Cyberbullying can cause profound harm as it can quickly reach a wide audience, and can remain accessible online indefinitely, virtually "following" its victims online for life, said UNICEF.
Victims of cyberbullying are more likely to use alcohol and drugs and skip school than other students. They also are more likely to receive poor grades and experience low self-esteem and health problems. In extreme situations, cyberbullying has led to suicide, said UNICEF.
On Safer Internet Day, UNICEF is reminding everyone that kindness -- both online and offline -- is a responsibility that begins with each of us, said the press release.
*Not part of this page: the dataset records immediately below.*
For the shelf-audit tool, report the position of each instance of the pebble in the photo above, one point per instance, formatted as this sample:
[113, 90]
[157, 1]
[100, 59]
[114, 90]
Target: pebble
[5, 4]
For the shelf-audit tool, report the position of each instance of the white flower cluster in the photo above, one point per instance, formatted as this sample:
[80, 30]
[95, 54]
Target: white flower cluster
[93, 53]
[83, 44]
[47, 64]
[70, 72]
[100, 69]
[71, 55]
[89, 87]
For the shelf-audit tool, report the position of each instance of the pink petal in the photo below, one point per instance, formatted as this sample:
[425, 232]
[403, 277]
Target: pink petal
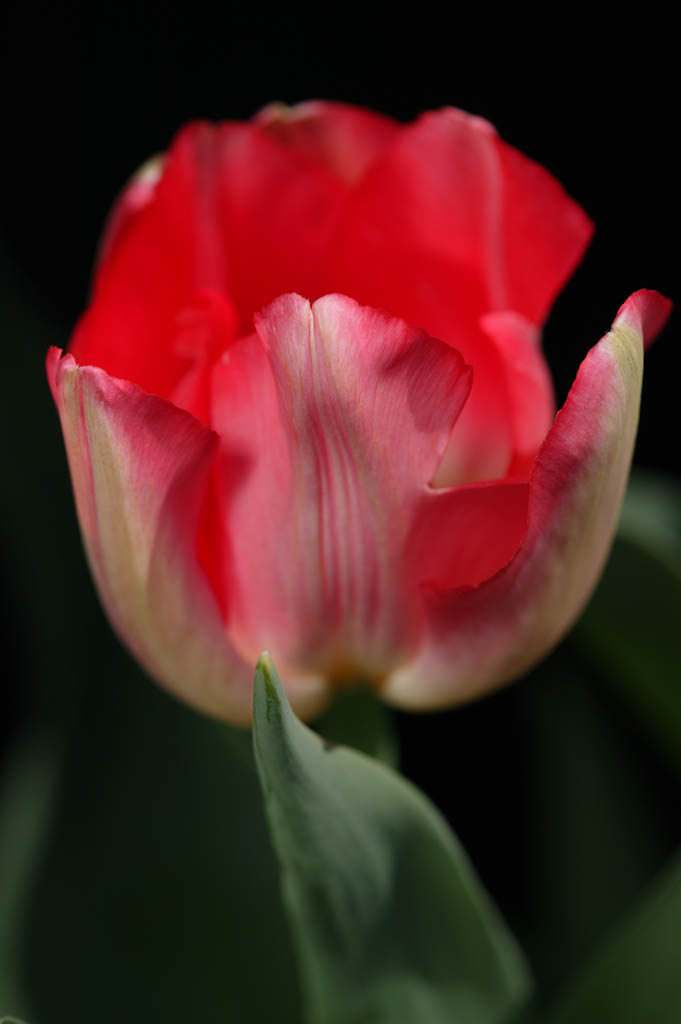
[480, 637]
[233, 214]
[462, 537]
[449, 225]
[320, 520]
[136, 196]
[528, 385]
[168, 251]
[139, 468]
[345, 139]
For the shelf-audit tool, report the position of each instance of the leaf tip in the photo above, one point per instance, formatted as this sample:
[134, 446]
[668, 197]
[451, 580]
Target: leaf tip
[267, 684]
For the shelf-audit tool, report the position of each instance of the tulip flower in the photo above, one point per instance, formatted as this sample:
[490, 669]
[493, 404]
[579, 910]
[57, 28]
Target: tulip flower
[307, 411]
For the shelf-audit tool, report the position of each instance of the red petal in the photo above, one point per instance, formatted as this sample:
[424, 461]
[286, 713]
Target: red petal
[345, 139]
[139, 468]
[365, 406]
[480, 637]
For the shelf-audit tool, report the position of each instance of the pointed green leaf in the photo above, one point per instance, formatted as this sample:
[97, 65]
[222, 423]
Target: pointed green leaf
[390, 922]
[637, 977]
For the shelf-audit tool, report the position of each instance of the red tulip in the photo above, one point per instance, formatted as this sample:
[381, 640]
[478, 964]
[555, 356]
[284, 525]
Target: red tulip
[370, 500]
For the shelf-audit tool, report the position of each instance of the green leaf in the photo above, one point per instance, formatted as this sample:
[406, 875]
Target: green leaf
[390, 922]
[636, 979]
[157, 897]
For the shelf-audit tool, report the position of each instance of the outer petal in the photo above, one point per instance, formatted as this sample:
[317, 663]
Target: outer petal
[345, 139]
[139, 468]
[366, 404]
[483, 636]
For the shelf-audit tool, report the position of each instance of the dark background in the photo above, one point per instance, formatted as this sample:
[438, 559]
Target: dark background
[88, 94]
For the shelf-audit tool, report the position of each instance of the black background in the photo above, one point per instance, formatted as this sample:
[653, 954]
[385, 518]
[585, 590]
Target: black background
[88, 94]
"Thirty years after the adoption of the Convention on the Rights of the Child and the creation of the World Wide Web, it is time for governments, families, academia and the private sector to put children and young people at the center of digital policies," said Fore.
The Internet has become a fixture of young people's lives regardless of income level, said UNICEF.
While 94 percent of young people aged 15 to 24 in developed countries are online, more than 65 percent of young people in developing countries are online. This is well ahead of the pace of Internet usage among the general population. Worldwide, half of the total population, regardless of age, is online, UNICEF quoted figures of the International Telecommunications Union as saying.
This online proliferation comes with increased risk, said UNICEF. According to data from the UN Educational, Scientific and Cultural Organization on the prevalence of cyberbullying in high-income countries, the proportion of children and adolescents who are affected by cyberbullying ranges from 5 percent to 21 percent, with girls appearing to be more likely to experience cyberbullying than boys, it said.